Sunday 4 August 2013

Rachel Joyce - The Unlikely Pilgrimage of Harold Fry

Published: 2012


On first finishing this book, I decided initially that it wasn’t for me. Just not my sort of thing. It was only after a few weeks of reflection that it dawned on me: it’s much worse than that.

                I’ll get to my reasoning for that statement shortly. First, though, it seems only fair to mention some of the positive things people are saying about The Unlikely Pilgrimage of Harold Fry, Joyce’s first novel. The inner jacket is packed with phrases reminiscent of the reception to David Nicholls’ (similarly insubstantial) One Day. Praise like “this touching and charming novel which made me laugh and sob” (The Express), or “almost unbearably moving” (Sunday Times). Many members of my book group reported similarly, even if not without criticism.

                Gentle, stiff-upper-lip retiree Harold Fry lives with his wife Maureen in rural South-West England. Their marriage is past its sell by date, they’ve forgotten how to talk to each other, and there’s the omnipresent gloomy shadow of their relationship with their estranged (or so you’re led to believe) son. But one morning, a letter arrives from Queenie, a former colleague of Harold’s. They haven’t spoken for years, and now she’s terminally ill in a hospice in far-away Berwick-on-Tweed. Unable to find the words to respond at first, Harold eventually pens a suitably uncomfortable response and tells his wife he is going down the road to post it. But when he reaches the post box, he just keeps walking. And walking. And walking. 627 miles, in fact, all the way to the hospice in Berwick, convinced that, by demonstrating such willpower, Queenie will live.

                If all of this sounds a bit like a Radio Four afternoon play, that’s because it pretty much is: Joyce has written more than twenty of them, as well as other radio and TV work. Not to denigrate Radio Four’s plays; many of them are enjoyably original in concept, much as this novel is. Joyce’s astute understanding of the way people interact with each other in a variety of situations gives life to Harold’s journey.  Along the way, he meets some weird and wonderful characters. In a biting criticism of our celebrity-obsessed, 24-hour media culture, Harold eventually becomes a  cult figure himself, unwittingly collecting a group of hangers-on, other ‘pilgrims’ who want to be a part of his journey for their own reasons.

                In some respects, Joyce handles Harold’s journey well. The most rewarding parts are the first few days, when he is still travelling alone. The later hangers-on are suitably annoying, especially the loathsome Rich Lion, who wants to take over the pilgrimage in order to win back custody of his estranged children. But ultimately, I just couldn’t accept the premise. It may be technically possible for an old man to walk 627 miles in 87 days, but Harold is just about the last person in the world likely to do it.

                It’s possible to accept this whimsical notion – it is fiction, after all, and fiction of a decidedly fable-like quality at that. What I found less easy to accept was the way it dealt with generational issues. The author seems to write off young people (Harold’s son’s generation) as self-centred, self-indulgent drug addicts with no respect for their parents. If only they were more like the moderation-loving, gentle-natured Harold and Maureen! However, it isn’t just the generational politics per se that were the issue for me – although I’m not convinced that outward stoicism and an inability to frankly discuss your feelings are qualities that ought to be extolled. It’s also that, apart from anything else, these qualities seem misplaced in Harold and Maureen. They’re post-war baby boomers, the generation that grew up and came of age in a prolonged period of economic boom and the sexual and social revolutions of the ‘sixties. These are qualities I would associate far more strongly with the older, war-worn generation who would have been Harold and Maureen’s parents.

                The story is also overpoweringly cloying and sentimental in places – I can only imagine how infinitely worse this would have been had the author been American.

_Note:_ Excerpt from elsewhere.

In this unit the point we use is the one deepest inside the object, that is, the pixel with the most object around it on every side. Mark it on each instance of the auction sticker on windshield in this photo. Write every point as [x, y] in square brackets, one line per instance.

Finally, the climax involves a distressingly visceral description of terminal cancer which, whilst far less shocking than what you can find elsewhere, jarred severely with the happy-go-lucky tone of the rest of the novel.  

                As I said, I was initially prepared to give this book the benefit of the doubt. But although Joyce thankfully keeps spiritual or religious mumbo-jumbo to a minimum, The Unlikely Pilgrimage of Harold Fry peddles some highly suspect morality lessons indeed. I accept, of course, that it may be that it really is a generational thing – this is an example of the baby-boomer generation growing old and confronting their own demons in a way I just can’t appreciate yet: stale marriages, damaged relationships with their children, and the looming spectre of the Big C. But, even if Joyce did intend Harold Fry to be in any way representative of his generation, I’m sure they can do better than this.